Are you afraid you have carpal tunnel syndrome? Do you suffer from burning wrists? Tingling fingers? Are you losing strength, maybe even dropping glasses because you can’t feel them in your hand? Do you wake up during the night with your hands numb? Are you afraid of the surgery that can potentially make the problem worse as scar tissue grows around the nerves to your hand? Would you like to know about a non-surgical carpal tunnel treatment?
Carpal tunnel syndrome is a condition that is caused by pressure on the nerves to your hand. There are three nerves that begin at your neck, go across your shoulder, down your arm, and into your wrist (radial nerve), ring and pinky fingers (ulnar nerve) and to your thumb and first two fingers (median nerve). Carpal tunnel syndrome is caused by pressure on your median nerve, while a condition called ulnar neuropathy is caused by pressure on your ulnar nerve.

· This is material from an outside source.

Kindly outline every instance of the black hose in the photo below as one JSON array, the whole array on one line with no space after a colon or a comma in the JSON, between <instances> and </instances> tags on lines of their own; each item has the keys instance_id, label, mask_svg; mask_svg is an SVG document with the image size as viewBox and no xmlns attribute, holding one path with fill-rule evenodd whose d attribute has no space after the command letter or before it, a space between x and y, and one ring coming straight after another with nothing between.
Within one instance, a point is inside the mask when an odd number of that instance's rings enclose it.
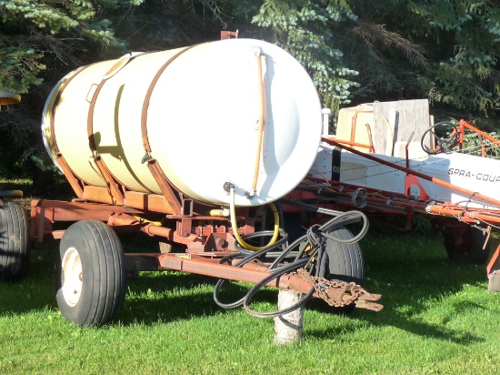
<instances>
[{"instance_id":1,"label":"black hose","mask_svg":"<svg viewBox=\"0 0 500 375\"><path fill-rule=\"evenodd\" d=\"M310 207L310 205L305 206ZM252 299L263 287L286 273L294 272L304 268L308 269L310 273L314 272L316 277L325 278L326 274L326 257L325 257L325 243L326 238L344 244L352 244L359 241L366 234L368 230L368 219L364 213L360 211L332 211L332 213L335 213L335 217L323 225L312 226L307 229L305 235L286 246L279 253L275 253L274 250L280 247L284 247L285 243L287 241L286 236L283 236L283 238L275 244L264 248L258 251L242 251L242 248L236 246L239 253L225 257L219 261L219 263L225 263L228 260L242 258L242 260L236 263L235 267L243 267L245 264L254 259L271 258L274 258L274 261L267 269L269 276L264 278L261 281L256 283L243 298L231 303L223 303L219 299L220 289L225 281L225 279L220 279L217 280L214 290L214 300L215 303L223 309L235 309L243 305L245 309L250 315L257 318L278 317L304 306L312 298L315 292L314 287L311 288L311 289L300 301L286 309L270 312L260 312L249 308ZM330 213L330 215L334 215L332 213ZM363 221L362 228L353 238L342 239L330 234L330 232L335 231L336 228L359 222L360 220ZM254 238L263 236L269 236L269 231L253 233L247 235L245 238ZM315 262L314 265L312 264L313 260Z\"/></svg>"}]
</instances>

When either a bone, tendon, or muscles are pressing into your median nerve anywhere from your neck to your hand, you will experience the symptoms of carpal tunnel syndrome in your hand and wrist.
Which muscles cause the symptoms of carpal tunnel syndrome?

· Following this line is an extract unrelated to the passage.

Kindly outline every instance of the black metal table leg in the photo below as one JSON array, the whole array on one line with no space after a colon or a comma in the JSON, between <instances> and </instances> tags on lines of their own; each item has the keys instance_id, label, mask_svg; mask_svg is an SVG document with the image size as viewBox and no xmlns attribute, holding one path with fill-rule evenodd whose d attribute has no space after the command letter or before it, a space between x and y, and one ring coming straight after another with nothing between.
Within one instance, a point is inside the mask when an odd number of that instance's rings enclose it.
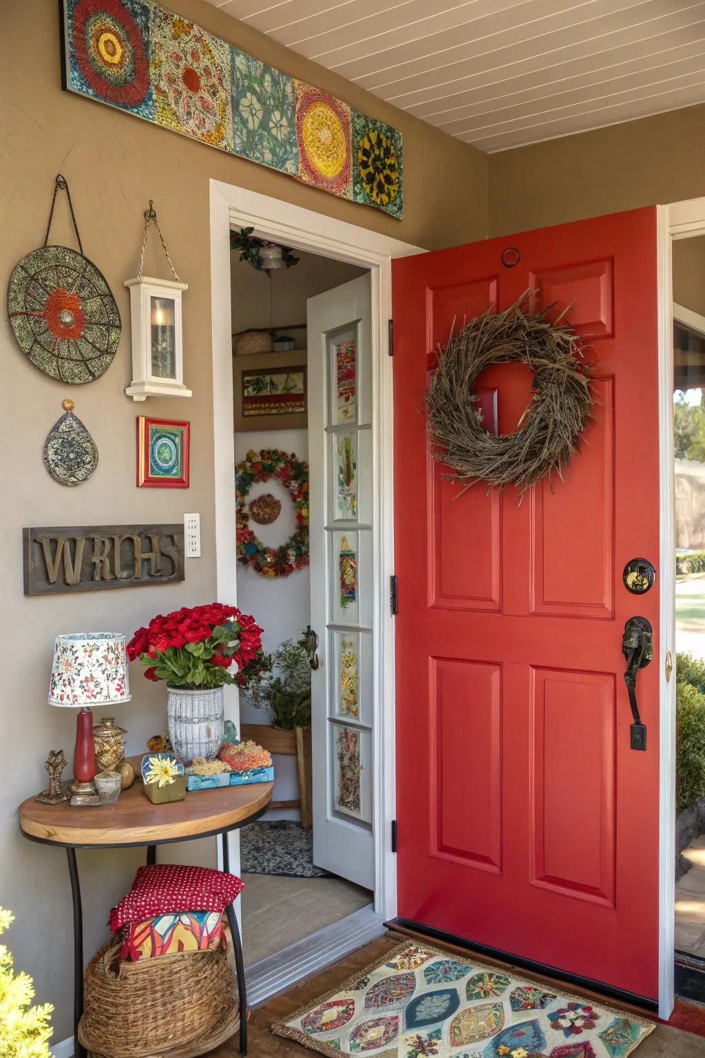
<instances>
[{"instance_id":1,"label":"black metal table leg","mask_svg":"<svg viewBox=\"0 0 705 1058\"><path fill-rule=\"evenodd\" d=\"M223 871L225 874L230 873L230 857L229 850L227 847L227 834L223 833L221 835L223 839ZM238 999L240 1002L240 1054L247 1054L247 988L245 986L245 966L242 957L242 941L240 937L240 929L238 927L238 916L235 913L235 906L228 904L225 909L227 913L227 922L230 927L230 936L233 937L233 950L235 953L235 968L238 973Z\"/></svg>"},{"instance_id":2,"label":"black metal table leg","mask_svg":"<svg viewBox=\"0 0 705 1058\"><path fill-rule=\"evenodd\" d=\"M71 897L73 899L73 1020L74 1020L74 1055L75 1058L86 1058L86 1047L78 1042L78 1022L84 1013L84 914L80 906L80 883L76 865L76 850L67 849L69 860L69 876L71 878Z\"/></svg>"}]
</instances>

The problem begins all the way up at your neck where your scalenes cross over the bundle of nerves that ultimately become your median, ulnar, and radial nerves. Then the nerves pass under a bone at your shoulder, where a chest muscle inserts into the bone and will pull the bone down onto the nerves. Next your median nerve goes underneath your biceps muscle, and your ulnar nerve goes underneath your triceps. Spasms in these muscles will cause either the symptoms of carpal tunnel syndrome or ulnar neuropathy.

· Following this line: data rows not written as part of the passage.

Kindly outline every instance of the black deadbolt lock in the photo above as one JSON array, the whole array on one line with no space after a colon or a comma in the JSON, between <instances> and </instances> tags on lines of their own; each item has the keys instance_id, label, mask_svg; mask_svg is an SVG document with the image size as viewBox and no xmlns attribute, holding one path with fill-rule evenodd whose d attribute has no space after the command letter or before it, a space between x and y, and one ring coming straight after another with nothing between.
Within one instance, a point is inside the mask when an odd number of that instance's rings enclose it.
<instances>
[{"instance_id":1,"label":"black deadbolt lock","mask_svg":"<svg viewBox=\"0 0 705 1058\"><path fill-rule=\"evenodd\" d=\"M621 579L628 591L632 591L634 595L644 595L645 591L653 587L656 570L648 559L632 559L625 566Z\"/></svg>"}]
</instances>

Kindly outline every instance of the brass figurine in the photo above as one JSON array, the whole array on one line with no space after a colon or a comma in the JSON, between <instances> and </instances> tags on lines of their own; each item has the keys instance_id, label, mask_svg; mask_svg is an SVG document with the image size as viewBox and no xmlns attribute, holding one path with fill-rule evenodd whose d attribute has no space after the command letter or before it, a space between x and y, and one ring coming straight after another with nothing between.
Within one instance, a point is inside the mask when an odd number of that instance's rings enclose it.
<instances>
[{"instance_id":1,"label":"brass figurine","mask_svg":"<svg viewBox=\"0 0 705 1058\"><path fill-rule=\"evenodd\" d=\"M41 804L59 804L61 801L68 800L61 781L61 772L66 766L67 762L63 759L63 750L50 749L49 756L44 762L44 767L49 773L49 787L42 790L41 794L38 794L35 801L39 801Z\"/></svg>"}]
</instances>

The nerves then move into your forearm. When your forearm muscles are in spasm they pull on the tendons and will trap your median nerve within the carpal tunnel. Also, there is a ligament called the flexor retinaculum that forms the bridge to the carpal tunnel. When your thumb muscle is in spasm it will pull on the bridge and cause it to press down onto your median nerve as it passes through your carpal tunnel.
The best carpal tunnel treatment involves finding all of the spasms, and then applying direct pressure onto each of the muscles that cross over the median nerve. The pressure forces out toxins that are causing the muscles to shorten and put pressure on the nerves, plus the shortened muscles are also putting a strain on your wrist and hands.
As you do the carpal tunnel treatments that release the tension in the muscles, you’ll find pain ease quickly, numbness fade away, and strength return to your hands.